A face-off between academics and chief financial officers may not sound like the most electrifying of showdowns, but a new Brigham Young University study that pits generally accepted theories against real-world behavior has important implications for investors considering companies' initial public offerings.

Flying in the face of the theory that companies go public to minimize the cost of the money they need to grow, the research by business professors James C. Brau and Stanley E. Fawcett reveals that the most important motivation for an initial public offering is to create public shares for use in future acquisitions.

Academics argue that at some point a company will run out of its own money and will be unable to take on more debt without paying exorbitant interest rates. With bank financing out of the question, a business would be forced to raise money via an initial public offering to minimize the cost of money needed to grow.

"It's here that we find one of the biggest disconnects between (CFO) practitioners and academics," said Brau, an associate professor of finance in the Marriott School of Management. "The practitioners say that they aren't going public to minimize the cost of capital, which the academics think is a primary reason, but to create this currency for acquisitions."

Once a company is public, it has easily traded shares that act as a currency for acquiring and being acquired, said Brau. "The company can either use shares to buy other companies in so-called 'stock transactions,' or be bought itself."

One highly publicized example of such a transaction was when Yahoo! purchased newly public Broadcast.com in 1999 from Mark Cuban for a reported $5.7 billion in Yahoo! stock, which Cuban eventually sold and used to buy the NBA's Dallas Mavericks.

The study, published in the Feb. 15 issue of the "Journal of Finance," details Brau and Fawcett's work surveying 336 CFOs from a mix of companies that had successfully gone public, withdrawn a bid to go public or chosen never to go public. The researchers used the companies' responses to determine how well attitudes and practices meshed with the latest academic ideas regarding IPOs and compared survey results to publicly available financial data to see how well survey results reflected actual performance.

"In some cases we found that the academic theory was well grounded and that the CFOs agreed with what academics had concluded," said Brau, the Goldman Sachs Faculty Fellow at BYU. "In other cases, mainly in issues surrounding motivation and timing, we found that there was a little bit of a disjoint between the CFOs and academia."

Post-IPO data confirmed that there is a higher incidence of newly public companies that participate in mergers and acquisitions relative to established companies, said Brau. But the data also revealed a twist. Companies that have recently completed an IPO are more likely to be acquirers than to be acquired.

"To be honest, that was surprising to me," said Brau. "I thought companies would go public and get gobbled up, but the data show the opposite. Publicly available data suggests that newly public firms are using their new shares to grow through acquisition."
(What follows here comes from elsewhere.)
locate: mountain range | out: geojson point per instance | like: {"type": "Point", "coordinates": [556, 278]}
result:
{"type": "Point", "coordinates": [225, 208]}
Brau and Fawcett's research should give the average investor a better, more cautious understanding of why a company chooses to go public, said Brau.

"It's not just as simple as a company needs more money to take things to the next level," he said. "Many times, that's not the reason a company is going public at all."
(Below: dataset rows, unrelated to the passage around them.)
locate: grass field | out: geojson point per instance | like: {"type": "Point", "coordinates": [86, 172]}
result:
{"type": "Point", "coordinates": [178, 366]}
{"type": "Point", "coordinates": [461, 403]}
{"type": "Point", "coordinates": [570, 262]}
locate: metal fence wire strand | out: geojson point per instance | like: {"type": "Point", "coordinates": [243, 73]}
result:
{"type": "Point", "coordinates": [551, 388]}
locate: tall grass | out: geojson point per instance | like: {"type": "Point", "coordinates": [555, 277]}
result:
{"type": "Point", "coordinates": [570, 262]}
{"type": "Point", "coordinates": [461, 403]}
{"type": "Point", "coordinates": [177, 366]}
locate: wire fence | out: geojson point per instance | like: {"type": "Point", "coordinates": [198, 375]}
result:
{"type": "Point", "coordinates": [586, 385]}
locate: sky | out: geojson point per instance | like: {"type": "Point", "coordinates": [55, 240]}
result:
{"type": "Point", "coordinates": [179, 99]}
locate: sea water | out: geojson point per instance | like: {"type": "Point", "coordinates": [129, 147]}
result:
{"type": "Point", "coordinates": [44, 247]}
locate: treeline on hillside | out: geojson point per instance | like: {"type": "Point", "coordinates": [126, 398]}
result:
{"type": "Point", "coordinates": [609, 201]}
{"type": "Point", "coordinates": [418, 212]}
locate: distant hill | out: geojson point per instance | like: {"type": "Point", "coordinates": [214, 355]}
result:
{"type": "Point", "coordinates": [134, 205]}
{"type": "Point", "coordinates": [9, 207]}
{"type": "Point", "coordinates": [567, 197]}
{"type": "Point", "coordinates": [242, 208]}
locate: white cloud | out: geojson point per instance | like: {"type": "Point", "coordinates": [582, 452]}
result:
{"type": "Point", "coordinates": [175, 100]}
The study's second main finding focused on why companies choose to time their IPOs when they do.

"What we found – and it's not surprising – is that insiders are opportunistic, seeking to take their companies public when they can get the highest stock price," said Brau. "We've known about this in the past, but our survey gives evidence that it's a strategic decision. This is one of the reasons that secondary investors often overpay for an IPO."
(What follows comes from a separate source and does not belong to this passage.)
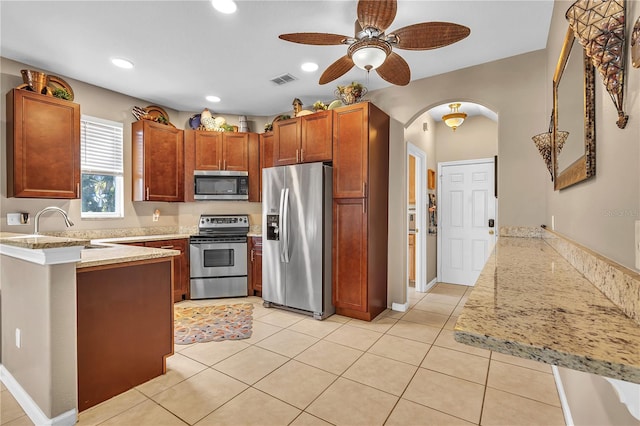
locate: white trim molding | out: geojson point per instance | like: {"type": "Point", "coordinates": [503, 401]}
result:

Furthermore, the data showed that companies backed by venture capital funding tend to be more aggressive when it comes to timing an IPO, said Brau. "Companies often use overall market and industry conditions to judge the strength of the market when they go public, and not IPO market conditions, as was previously thought by some."

Brau also noted that all of these timing issues advocate caution when investing in IPOs.

"Sure, you have your 'Googles' that shoot to the moon, but investors need to understand that, on average, IPOs under perform similar, seasoned companies over the long run."